For **arbitrary predictions** (not OLS fitted values), the decomposition \(\text{SST}=\text{SSR}+\text{SSE}\) need not hold, but \(R^2 = 1-\text{SSE}/\text{SST}\) is still the standard definition used by `sklearn.metrics.r2_score`.

### A useful rewrite (same dataset)

If you define

- \(\text{MSE} = \frac{1}{n}\sum_i (y_i-\hat{y}_i)^2\)
- \(\mathrm{Var}(y) = \frac{1}{n}\sum_i (y_i-\bar{y})^2\)  (population variance, with \(n\) not \(n-1\))

then

\[
R^2 = 1 - \frac{\text{MSE}}{\mathrm{Var}(y)}.
\]

This highlights something important: **on a fixed dataset, maximizing \(R^2\) is equivalent to minimizing MSE/SSE**.


In [None]:
# Show SST = SSR + SSE for an OLS fit with an intercept
n = 120
x = rng.uniform(-3, 3, size=n)
y = 2.0 + 1.5 * x + rng.normal(0, 1.0, size=n)

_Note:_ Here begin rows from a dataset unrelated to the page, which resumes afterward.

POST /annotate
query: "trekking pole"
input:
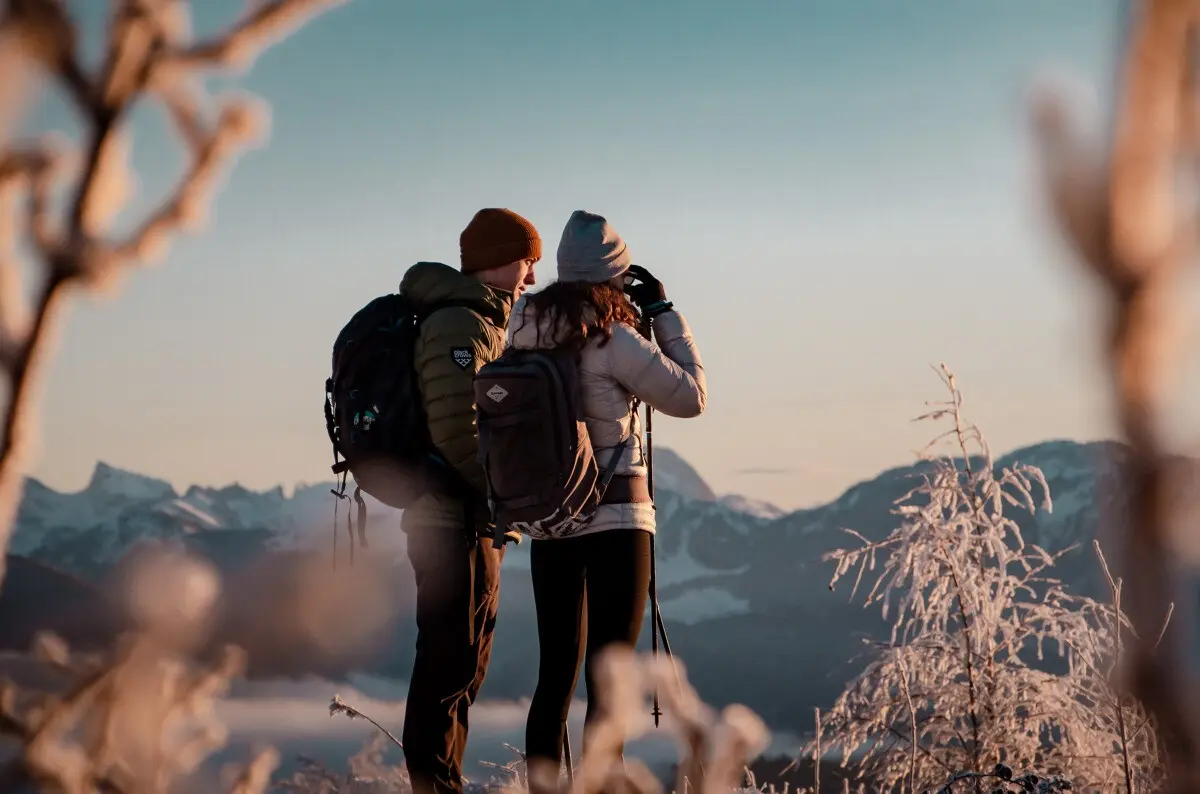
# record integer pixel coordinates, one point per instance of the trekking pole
(567, 757)
(658, 626)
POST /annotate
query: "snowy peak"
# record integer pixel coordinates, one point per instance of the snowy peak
(111, 481)
(672, 473)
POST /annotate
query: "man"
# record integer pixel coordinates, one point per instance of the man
(457, 571)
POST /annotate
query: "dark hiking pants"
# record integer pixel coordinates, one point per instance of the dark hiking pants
(457, 593)
(589, 591)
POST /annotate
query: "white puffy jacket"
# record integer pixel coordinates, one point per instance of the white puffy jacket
(669, 377)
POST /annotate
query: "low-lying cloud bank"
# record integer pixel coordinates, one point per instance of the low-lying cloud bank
(293, 715)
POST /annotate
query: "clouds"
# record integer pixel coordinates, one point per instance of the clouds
(294, 716)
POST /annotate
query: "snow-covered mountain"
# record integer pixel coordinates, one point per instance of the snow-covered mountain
(741, 584)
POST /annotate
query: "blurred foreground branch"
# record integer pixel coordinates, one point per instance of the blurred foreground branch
(150, 53)
(1129, 223)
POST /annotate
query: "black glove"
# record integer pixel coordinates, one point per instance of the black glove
(647, 292)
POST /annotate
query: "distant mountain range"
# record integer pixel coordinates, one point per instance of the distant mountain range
(741, 583)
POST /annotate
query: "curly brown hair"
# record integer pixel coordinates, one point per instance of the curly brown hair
(585, 310)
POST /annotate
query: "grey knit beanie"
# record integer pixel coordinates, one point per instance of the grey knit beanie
(591, 250)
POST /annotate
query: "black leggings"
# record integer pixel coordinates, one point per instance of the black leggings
(589, 591)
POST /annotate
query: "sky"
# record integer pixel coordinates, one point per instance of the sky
(838, 196)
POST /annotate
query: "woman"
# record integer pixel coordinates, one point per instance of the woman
(591, 588)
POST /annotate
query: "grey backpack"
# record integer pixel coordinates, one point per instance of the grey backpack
(543, 476)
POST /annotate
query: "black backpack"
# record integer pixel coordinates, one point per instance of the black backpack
(543, 476)
(373, 411)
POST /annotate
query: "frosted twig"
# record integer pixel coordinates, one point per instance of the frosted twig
(337, 705)
(149, 54)
(1121, 212)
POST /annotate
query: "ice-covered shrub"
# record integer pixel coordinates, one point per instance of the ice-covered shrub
(964, 681)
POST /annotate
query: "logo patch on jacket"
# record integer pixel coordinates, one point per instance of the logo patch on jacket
(462, 356)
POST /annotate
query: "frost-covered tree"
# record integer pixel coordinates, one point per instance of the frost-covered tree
(990, 661)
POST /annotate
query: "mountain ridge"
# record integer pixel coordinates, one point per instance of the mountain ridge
(745, 595)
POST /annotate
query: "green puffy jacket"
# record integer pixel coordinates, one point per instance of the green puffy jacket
(454, 343)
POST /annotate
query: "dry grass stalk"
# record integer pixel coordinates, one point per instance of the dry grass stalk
(1128, 223)
(150, 54)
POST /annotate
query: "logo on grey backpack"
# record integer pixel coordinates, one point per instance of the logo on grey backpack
(462, 356)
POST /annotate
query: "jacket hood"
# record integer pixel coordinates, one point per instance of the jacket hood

X = np.column_stack([np.ones(n), x])  # intercept + feature
w_ols, *_ = np.linalg.lstsq(X, y, rcond=None)
y_hat = X @ w_ols

y_bar = y.mean()
SST = np.sum((y - y_bar) ** 2)
SSE = np.sum((y - y_hat) ** 2)
SSR = np.sum((y_hat - y_bar) ** 2)

print("w_ols =", w_ols)
print(f"SST={SST:.3f}  SSR={SSR:.3f}  SSE={SSE:.3f}  (SST-(SSR+SSE))={SST-(SSR+SSE):.3e}")
print(f"R² (manual) = {1 - SSE / SST:.4f}")
print(f"R² (sklearn) = {sk_r2_score(y, y_hat):.4f}")


In [None]:
# Variance decomposition as a stacked bar
fig = go.Figure()
fig.add_trace(go.Bar(name="Explained (SSR)", x=["SST"], y=[SSR], marker_color="#4C78A8"))
fig.add_trace(go.Bar(name="Residual (SSE)", x=["SST"], y=[SSE], marker_color="#E45756"))

fig.update_layout(
    barmode="stack",
    title=f"OLS with intercept: SST = SSR + SSE  (R² = {1 - SSE / SST:.3f})",
    yaxis_title="Sum of squares",
    height=350,
)
fig

## 3) From-scratch NumPy implementation

### Weighted + multioutput definitions

For sample weights \(w_i \ge 0\), define the weighted mean:

\[
\bar{y}_w = \frac{\sum_{i=1}^n w_i y_i}{\sum_{i=1}^n w_i}
\]

Then (per output):

\[
\text{SSE}_w = \sum_{i=1}^n w_i (y_i - \hat{y}_i)^2,\qquad
\text{SST}_w = \sum_{i=1}^n w_i (y_i - \bar{y}_w)^2,\qquad
R^2_w = 1 - \frac{\text{SSE}_w}{\text{SST}_w}.
\]

For multioutput \(y \in \mathbb{R}^{n\times m}\), compute \(R^2\) per output and then aggregate.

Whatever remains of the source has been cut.